Comment je suis revenue de la pêche
Publié le 24 Mai 2014
Voilà qu'avec un groupe d'amies, nous avons décidé de faire des sorties photo. Ces sorties sont un bon prétexte pour se balader, observer, s’entrainer à capturer des images... et bavarder allègrement.
Ce jeudi, nous étions parties pour une balade matinale vers Shelter Island. Le but était d'avoir la lumière matinale et une vue sur San Diego Downtown. Nous nous sommes retrouvées dans les nuages, bye-bye la lumière, et avons trainé un bon moment à la marina. Et pour cause, nous avons été les témoins d'une scène extraordinaire... un retour de pêche.
Il faut imaginer, nous sommes un groupes de 5 jeunes femmes, appareils photo autour du cou, et chacune avec son accent original (au choix: allemand, finlandais, brésilien, français), à arpenter le port à 8h30. Une compagnie peu commune pour nos amis pêcheurs. Un vieux pêcheur, en gentleman charmeur, nous a invité à rester dans les parages, une cargaison devant arriver sous peu.

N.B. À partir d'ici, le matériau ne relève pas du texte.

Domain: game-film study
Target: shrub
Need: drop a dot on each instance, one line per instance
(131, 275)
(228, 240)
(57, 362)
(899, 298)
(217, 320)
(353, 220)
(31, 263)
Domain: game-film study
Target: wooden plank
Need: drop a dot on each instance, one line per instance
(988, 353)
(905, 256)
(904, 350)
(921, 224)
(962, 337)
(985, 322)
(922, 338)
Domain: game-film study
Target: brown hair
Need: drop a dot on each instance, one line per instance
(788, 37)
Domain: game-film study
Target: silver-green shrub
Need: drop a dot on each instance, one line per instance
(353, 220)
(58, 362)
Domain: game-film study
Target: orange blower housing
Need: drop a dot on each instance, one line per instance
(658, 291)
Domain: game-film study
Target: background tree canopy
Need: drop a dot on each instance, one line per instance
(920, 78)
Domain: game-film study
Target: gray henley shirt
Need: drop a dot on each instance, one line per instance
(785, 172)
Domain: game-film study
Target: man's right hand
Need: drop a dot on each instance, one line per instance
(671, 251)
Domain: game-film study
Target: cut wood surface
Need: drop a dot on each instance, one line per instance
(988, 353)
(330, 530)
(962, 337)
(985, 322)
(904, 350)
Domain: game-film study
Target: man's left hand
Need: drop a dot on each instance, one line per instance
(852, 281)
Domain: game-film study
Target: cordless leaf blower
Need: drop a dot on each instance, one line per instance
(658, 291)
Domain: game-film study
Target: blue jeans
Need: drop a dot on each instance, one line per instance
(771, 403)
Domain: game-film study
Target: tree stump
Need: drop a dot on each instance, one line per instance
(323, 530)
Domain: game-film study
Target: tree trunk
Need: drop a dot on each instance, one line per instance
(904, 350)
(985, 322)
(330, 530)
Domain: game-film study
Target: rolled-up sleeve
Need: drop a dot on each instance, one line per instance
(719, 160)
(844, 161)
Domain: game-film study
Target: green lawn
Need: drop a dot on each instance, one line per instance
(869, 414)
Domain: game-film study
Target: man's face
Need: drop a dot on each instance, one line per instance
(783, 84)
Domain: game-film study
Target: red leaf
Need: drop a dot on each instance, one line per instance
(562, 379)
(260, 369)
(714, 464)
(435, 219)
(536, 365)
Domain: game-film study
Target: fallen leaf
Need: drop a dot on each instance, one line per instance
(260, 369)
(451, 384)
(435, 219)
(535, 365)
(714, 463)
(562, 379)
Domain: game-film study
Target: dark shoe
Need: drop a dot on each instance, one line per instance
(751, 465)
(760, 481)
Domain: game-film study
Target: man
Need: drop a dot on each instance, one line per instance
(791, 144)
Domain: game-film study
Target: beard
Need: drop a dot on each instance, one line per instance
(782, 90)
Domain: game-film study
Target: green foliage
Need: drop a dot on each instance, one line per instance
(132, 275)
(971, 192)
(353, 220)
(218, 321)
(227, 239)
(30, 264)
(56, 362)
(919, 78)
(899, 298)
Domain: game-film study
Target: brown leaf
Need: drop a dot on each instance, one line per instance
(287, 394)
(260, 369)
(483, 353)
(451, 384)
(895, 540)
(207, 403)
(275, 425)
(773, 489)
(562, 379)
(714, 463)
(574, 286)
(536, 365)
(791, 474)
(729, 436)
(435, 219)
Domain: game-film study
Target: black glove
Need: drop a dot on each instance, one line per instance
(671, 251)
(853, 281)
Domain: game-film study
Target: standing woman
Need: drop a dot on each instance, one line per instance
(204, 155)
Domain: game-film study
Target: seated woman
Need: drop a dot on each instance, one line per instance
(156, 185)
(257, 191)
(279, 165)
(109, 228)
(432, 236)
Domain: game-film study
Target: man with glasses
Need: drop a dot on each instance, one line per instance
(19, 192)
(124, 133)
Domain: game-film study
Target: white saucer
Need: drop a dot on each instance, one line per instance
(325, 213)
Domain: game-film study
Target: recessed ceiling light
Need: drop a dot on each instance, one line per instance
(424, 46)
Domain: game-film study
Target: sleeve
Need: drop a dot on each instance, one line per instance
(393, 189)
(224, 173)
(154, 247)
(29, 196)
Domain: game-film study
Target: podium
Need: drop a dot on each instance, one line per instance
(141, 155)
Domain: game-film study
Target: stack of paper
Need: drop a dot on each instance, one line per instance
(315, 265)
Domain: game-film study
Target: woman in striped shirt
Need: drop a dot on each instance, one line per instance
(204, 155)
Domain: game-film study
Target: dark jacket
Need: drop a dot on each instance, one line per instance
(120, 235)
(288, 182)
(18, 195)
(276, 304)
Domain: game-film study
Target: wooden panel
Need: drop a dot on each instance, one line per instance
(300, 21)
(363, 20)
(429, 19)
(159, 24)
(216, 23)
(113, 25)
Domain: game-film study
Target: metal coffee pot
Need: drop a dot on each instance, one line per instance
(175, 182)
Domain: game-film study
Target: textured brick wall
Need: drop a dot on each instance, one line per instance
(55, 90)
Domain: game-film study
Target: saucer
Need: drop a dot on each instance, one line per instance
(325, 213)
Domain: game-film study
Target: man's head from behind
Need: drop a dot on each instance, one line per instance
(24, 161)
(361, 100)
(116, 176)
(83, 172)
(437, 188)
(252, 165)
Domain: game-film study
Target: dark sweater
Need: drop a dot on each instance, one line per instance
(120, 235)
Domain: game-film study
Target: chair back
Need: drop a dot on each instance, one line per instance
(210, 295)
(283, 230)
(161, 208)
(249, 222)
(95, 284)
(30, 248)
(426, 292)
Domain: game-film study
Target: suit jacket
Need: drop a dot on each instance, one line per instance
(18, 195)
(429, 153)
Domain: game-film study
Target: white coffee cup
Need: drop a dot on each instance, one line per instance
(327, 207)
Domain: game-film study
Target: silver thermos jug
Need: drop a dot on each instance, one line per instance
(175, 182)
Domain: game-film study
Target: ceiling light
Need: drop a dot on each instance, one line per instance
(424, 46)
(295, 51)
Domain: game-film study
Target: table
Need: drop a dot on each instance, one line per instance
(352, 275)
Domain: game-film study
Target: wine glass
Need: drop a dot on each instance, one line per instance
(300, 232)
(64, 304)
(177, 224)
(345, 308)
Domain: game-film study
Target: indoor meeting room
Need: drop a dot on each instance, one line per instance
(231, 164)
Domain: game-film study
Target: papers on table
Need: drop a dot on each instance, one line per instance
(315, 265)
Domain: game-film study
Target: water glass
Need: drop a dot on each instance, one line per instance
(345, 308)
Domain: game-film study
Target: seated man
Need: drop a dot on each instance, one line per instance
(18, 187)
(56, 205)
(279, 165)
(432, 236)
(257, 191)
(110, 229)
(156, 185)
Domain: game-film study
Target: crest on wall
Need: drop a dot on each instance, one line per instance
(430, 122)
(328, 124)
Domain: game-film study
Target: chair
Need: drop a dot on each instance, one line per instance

Nous nous imaginions un petit chalut débarquer et décharger une nuit de pêche dans les eaux de San Diego... c'est en fait un assez gros navire qui revenait d'une campagne de deux semaines. A son bord, uniquement des amateurs de pêche sportive. L'équipage a navigué 4 jours pour arriver dans les eaux profondes de Baja California, Mexique. S'en est suivi une semaine de pêche du thon jaune (l'albacore), puis retour à San Diego. Chaque pêcheur repart avec les résultats de sa pêche. Les hommes ont d'abord débarqués, ils étaient nombreux, plus d'une vingtaine, et loin d'êtres jeunes. S'en est suivi le bal des caisses remplies de thon tous plus impressionnants les uns que les autres. Ils ont été triés par membre d'équipage, puis pesés. Pour les pêcheurs qui le souhaitent, des fabriques de reconditionnement étaient représentées pour offrir leurs services. Découpe, salaison, fumage, conserve. Un monde insoupçonné. Nous nous sommes faites petites pour observer cette tranche de vie, ce quotidien du pêcheur. Captivant ce labeur dont je mesure d'autant plus maintenant la difficulté. Impression d'avoir vécu un moment unique et privilégié. Et également impression d'avoir assisté à une scène universelle. Ce retour de pêche aurait pu se passer n'importe où aux États-Unis, comme dans tout autre pays du monde. Les gestes, les codes, l'atmosphère, le labeur semblent identiques.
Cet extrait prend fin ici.